This revision makes it much easier to implement and explain some variant
models.
The translation from TKF model to Needleman-Wunsch or Smith-Waterman
is
obvious from LMSH. In the language of N-W, we can turn off gap
penalties for
either leading or trailing gaps. We can search for best aligned
substrings. Everything
is neatly expressed in terms of probabilities. We can also
find the probability of any
point in one sequence aligning opposite any point in a second sequence
in the context
of an alignment process starting and ending anywhere within the observed
sequences.
Note: I am not optimizing the parameters, e.g. time, substitution rate,
death rate for
these models. These are other features available with the TKF
model which are
independent of the example shown below.
I concatenated three roughly 300 base subsequences from Species A and
the
homologous subsequences from Species B, but in a different order.
Here is the alignment picture for the TKF model, trailing gap penalty off:
Hooray! The middle section aligns pretty well. The start
seems not so bad, but only because
we have gap costs at the beginning.
Let's turn off the leading gap penalty:
The exact start of the alignment is not perfectly clear. We see
that the first third of sequence
A aligns well with the last third of sequence B, and the last third
of A aligns well with the first
of B, but the signal is not as strong. The middle thirds disappeared
in a sea of low probability.
There probably is a ridge in the middle, but getting there requires
paying for two huge gaps.
Let's allow the alignment process to start and end anywhere. We
normalize all the alignment
data by the probability that we observed sequences A and B independently.
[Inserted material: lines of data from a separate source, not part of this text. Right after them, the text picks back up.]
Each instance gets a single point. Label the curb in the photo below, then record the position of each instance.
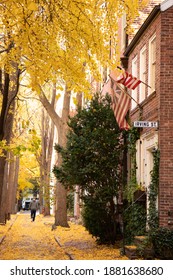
(3, 237)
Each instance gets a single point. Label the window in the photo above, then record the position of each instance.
(134, 92)
(143, 72)
(123, 32)
(152, 63)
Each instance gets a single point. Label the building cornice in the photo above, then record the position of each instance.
(143, 27)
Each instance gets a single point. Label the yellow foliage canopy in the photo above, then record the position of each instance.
(61, 38)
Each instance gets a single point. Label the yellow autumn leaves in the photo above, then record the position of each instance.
(51, 39)
(36, 241)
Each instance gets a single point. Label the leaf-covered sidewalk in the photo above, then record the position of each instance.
(26, 240)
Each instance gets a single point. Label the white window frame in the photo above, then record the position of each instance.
(134, 91)
(123, 31)
(152, 64)
(143, 73)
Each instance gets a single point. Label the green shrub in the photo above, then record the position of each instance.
(162, 239)
(99, 219)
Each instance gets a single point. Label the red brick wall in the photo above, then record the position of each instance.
(166, 118)
(150, 104)
(159, 106)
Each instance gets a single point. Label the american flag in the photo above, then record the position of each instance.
(120, 103)
(128, 80)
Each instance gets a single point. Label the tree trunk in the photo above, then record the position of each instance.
(61, 126)
(9, 90)
(47, 148)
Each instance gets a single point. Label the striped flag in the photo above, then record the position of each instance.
(128, 80)
(120, 103)
(120, 106)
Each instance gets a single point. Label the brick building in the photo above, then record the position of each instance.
(149, 56)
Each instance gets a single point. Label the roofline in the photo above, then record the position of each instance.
(143, 27)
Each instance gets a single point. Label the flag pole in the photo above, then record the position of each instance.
(140, 80)
(124, 90)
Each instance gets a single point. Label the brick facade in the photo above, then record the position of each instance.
(158, 105)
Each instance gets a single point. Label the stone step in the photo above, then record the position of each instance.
(138, 240)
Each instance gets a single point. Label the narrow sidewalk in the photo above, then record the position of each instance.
(38, 240)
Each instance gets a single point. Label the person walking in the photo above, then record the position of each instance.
(33, 207)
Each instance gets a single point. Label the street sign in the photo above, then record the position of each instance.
(145, 124)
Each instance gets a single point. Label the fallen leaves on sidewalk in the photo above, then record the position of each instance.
(82, 246)
(36, 241)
Now we can see all three segments at the same time. When the trailing
gaps are free, there
are also bright lines along the top and right edges from the ends of
the well-aligned
subsequences. These were so thin, that they got covered by the
black border around the plot.
The different colors of the three bands indicates the relative strength
of the three subalignments.
The strengths are dominated by the lengths.